Together to Tomorrow

あしたにむかって -aki's blog-

2010年08月

beer


 週末は湘南に住む妹と『江ノ島灯籠2010』へ遊びに行きました。お目当ては「灯籠」と「バリ舞踊」です。境内までの小径には土産店や茶屋が賑わっていました。太平洋を仰ぐ絶景の茶屋で一休み。日射しが強くとも、潮風は気持ちいい・・・今夏初の海に大満足。

Bali その後、夕暮れを背景にはじまるバリ舞踊とガムランに異国情緒を愉しみました。女性のアジアンダンスは美しく憧れます。ショーが終わる頃にはもう日が暮れ、小径に灯がともり良い雰囲気です。彼女がすすめる名物・生しらす丼を食べ、たくさん喋って、片瀬江ノ島駅で見送られました。サーフィンをはじめた妹は今ではすっかり日焼娘。


海と太陽が印象的な小さな夏休みでした。

sansou 涼しい山の休暇から帰京したとたん、激しい暑さに頭も身体もついて行きません。景色も匂いも緑一色の生活から一転し、自然力が少ない朝は少し淋しくセンチに目覚めました。
 山荘では、高原の夏野菜をふんだんに使った料理が出来ますし、涼しい空気は読書を進ませます。歩きたければすぐそこが林道。夜は秋の星座がお目見えで満点の星空です。


『蓼科山』(2530m)を登頂しました。a.m.8:30 山頂、ガスが出ていたために美しい景色に恵まれませんでした。快晴なら霧ヶ峰高原や蓼科高原を真下に見下ろし、八ヶ岳の全貌や、南アルプスを眺望できる山です。これが三度目の山頂でした。
tatesina

 晩夏の『高山植物』散策は姫木平高原や女神湖で。山萩、ツリガネニンジン、レンゲツツジ、フシグロセンノウ、ハクサンフウロウ、シシウド、吾亦紅…書き出すと切りがありませんが、秋の訪れを思わせる花をたくさん見ることが出来ました。山野草の素朴さが好きです。
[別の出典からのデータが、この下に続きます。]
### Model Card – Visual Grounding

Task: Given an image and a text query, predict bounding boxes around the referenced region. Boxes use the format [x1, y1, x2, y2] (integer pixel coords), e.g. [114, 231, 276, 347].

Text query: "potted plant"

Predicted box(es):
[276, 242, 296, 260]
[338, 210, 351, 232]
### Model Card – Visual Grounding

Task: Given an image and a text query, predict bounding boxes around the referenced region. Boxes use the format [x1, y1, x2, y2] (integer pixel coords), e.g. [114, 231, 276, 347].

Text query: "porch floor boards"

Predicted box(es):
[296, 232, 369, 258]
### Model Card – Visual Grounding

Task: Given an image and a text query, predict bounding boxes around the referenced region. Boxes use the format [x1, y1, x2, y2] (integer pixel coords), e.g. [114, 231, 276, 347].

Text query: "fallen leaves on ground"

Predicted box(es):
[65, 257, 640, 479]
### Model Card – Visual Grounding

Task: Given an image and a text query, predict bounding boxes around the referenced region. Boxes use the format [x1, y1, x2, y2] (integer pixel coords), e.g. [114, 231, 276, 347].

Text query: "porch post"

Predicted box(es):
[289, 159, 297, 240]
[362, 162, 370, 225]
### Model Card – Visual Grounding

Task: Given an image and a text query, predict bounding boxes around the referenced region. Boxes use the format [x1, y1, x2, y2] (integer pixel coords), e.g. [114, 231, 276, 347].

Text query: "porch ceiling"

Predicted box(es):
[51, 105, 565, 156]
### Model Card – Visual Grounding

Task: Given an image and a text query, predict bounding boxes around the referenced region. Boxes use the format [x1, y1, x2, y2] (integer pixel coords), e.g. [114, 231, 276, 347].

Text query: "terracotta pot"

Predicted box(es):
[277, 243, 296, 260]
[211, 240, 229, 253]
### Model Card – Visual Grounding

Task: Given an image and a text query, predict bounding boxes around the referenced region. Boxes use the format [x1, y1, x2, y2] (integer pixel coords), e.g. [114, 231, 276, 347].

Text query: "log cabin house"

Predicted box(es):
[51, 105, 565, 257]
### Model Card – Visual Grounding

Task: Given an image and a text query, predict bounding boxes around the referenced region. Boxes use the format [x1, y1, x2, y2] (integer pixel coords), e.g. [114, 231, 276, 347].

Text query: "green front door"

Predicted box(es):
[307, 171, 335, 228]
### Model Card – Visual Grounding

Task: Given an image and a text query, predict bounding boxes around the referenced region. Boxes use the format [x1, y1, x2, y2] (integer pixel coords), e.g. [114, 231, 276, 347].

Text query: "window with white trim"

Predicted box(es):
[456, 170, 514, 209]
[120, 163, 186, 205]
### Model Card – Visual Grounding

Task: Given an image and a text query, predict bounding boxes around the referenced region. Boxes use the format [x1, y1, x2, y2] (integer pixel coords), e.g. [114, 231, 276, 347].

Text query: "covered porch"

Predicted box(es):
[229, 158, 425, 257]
 一人で別荘地を散歩していた時のこと、わりに大きい『牝鹿』に遭遇しました。わたしの足音に驚いたせいで、木立の中に颯爽と消えてしまいましたが、自然動物に会えると嬉しくなります。(cf:絵本「もりのなか」「わたしとあそんで」エッツ作)

menou
 休暇中のわたしのお供は『地底旅行』(ジュール・ヴェルヌ)
地底の旅と山の空気は相性良く、少年のような冒険心にどっぷり浸りました。次々に展開する地下の世界、待ち受ける難関を乗り越え…、150年ほど前の小説です。当時の科学進歩や想像力にロマンを感じました。小説に影響され信州原村 「八ヶ岳自然文化園」でメノウ(写真)を購入してしまうほどのめり込みました。

 夏の山では小さな音楽会があっちこっちで行われていますから、ジャスコンサートに行ってきました。愉しい演奏後には、高原野菜のお土産をたっぷりもらって帰りました。

 山の涼しさと緑の匂いからはしばらくお別れです。

vernuこの夏にヴェルヌの「地底旅行」を読みました。この小説は150年前のフランスで発行された本です。当時も今も、少年たちの冒険心を豊かに育てる文学と言えるでしょう。その本が父の書斎の本棚にあったので、何気なく手にとったらその挿絵の雰囲気に引き込まれ、わたしの夏季休暇のお供となったわけです。その内容はこんなものです。

 リーデンブロック教授は鉱物学の研究者。ある本に「地球の中心は個体である」という論説があり、それを解き明かす地図の暗号がルーン文字で書かれていました。その暗号を見事に解いた甥のアクセル。二人はアイスランドの地底旅行に挑みます。アイスランド人の頼もしい案内人、ハンスを雇い、3人は8000M地下の地底の中にもぐっていきます。次々に現れる地底の世界、キラキラ光る大きな水晶の結晶、海底の海峡、独自に進化した巨大動植物、太古の生命の残骸・・・、食料と水不足の困難を見事に乗り越え、羅針盤の指す方向をあてに冒険は綴られます。さて3人は無事に地底に戻り、その探検の研究成果を世に発表できるのでしょうか・・・。

 科学がまだ発展途上時代の古き良き冒険は、忘れかけていた行動力を思い出させてくれたように感じました。ジュール・ヴェルヌの作品を読んだのは初めてでした。“男の子の読む本”とくくっていたので、不意なきっかけでこの本に出会いうれしい夏でした。「海底2万里」「80日間世界一周」など、冒険文学を多く残しました。